Между тем бородач разверстал содержимое четвертинки по стаканам, поднес стакан Алихану, бережно поддерживая снизу, как поят больных. Алихан выпил, не чувствуя ни вкуса, ни запаха. Только после этого бородач раздвинул густые заросли, отыскал рот и вылил в него водку. Глаза сразу замаслились, подобрели, он отвалился к стене и замер в ожидании, когда водка омоет мозги и вернет им состояние блаженной бесчувственности.

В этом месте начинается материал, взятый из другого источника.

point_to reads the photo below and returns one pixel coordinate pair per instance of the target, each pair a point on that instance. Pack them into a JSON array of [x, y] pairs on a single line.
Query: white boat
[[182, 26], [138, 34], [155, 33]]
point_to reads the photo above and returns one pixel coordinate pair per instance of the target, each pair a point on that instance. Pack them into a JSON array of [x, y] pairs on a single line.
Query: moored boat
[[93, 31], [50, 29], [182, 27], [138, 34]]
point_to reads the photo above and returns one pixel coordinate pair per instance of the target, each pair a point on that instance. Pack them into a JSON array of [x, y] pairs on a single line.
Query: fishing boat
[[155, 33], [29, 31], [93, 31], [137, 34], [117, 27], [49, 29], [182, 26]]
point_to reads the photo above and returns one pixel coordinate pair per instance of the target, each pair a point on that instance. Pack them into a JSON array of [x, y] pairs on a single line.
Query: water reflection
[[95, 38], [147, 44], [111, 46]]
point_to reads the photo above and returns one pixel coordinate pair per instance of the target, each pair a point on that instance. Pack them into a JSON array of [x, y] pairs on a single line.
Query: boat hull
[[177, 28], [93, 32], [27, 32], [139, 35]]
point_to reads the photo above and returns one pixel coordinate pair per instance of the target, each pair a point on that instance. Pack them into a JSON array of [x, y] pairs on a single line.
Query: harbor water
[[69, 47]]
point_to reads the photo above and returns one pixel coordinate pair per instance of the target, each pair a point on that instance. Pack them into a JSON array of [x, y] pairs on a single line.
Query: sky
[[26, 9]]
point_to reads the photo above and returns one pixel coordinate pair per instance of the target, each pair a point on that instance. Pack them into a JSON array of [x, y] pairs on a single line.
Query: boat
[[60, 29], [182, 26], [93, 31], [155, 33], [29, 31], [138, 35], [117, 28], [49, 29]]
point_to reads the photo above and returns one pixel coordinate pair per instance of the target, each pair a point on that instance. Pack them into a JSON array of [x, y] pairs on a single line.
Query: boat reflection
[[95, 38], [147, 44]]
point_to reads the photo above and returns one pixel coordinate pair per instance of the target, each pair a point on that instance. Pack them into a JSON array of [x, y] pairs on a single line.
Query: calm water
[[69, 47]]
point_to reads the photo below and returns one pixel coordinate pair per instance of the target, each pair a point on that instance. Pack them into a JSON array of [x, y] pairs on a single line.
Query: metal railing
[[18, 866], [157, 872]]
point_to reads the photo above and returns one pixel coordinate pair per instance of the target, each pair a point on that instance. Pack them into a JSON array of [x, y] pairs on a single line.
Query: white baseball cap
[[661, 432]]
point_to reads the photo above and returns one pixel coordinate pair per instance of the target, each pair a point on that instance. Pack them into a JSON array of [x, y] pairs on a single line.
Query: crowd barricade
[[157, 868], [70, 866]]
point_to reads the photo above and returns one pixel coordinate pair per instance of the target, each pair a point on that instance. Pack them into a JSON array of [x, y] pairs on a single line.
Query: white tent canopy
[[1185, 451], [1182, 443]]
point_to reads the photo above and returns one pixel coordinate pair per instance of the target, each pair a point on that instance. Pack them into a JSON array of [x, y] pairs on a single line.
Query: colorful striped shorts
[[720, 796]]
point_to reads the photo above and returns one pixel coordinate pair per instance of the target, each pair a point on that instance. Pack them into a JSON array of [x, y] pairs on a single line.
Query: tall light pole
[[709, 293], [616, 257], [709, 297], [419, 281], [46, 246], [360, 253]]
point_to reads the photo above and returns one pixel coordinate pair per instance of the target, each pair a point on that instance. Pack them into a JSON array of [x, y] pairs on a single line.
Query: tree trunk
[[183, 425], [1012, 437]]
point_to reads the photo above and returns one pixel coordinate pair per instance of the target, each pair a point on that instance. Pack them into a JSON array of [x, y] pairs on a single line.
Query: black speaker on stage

Неделя, значит. Алихан помнил эту неделю урывками. Вероятно, какие-то деньги у него остались, бомжи суетились вокруг него, взявший над ним покровительство бородач командовал, посылал за бутылками. Сначала наливали ему, он пил, чтобы заглушить пульсирующую боль в затылке, отключался. Кровь в волосах запеклась, наросла коростой. Алихан чувствовал, что он весь покрывается коростой грязи, но воспринимал это равнодушно, тупо, сквозь постоянный умиротворяющий шум в голове. Потом исчезли туфли, новые, итальянские, за триста долларов. За ними пиджак от Хуго Босса. Превратились в водку. Бомжи уже не кучковались возле него, но почему-то делились выпивкой. По утрам расползались кто куда: убрать мусор, разгрузить машину с продуктами. Собрав на бутылку, возвращались в слесарку, домой, в теплую вонь помойки.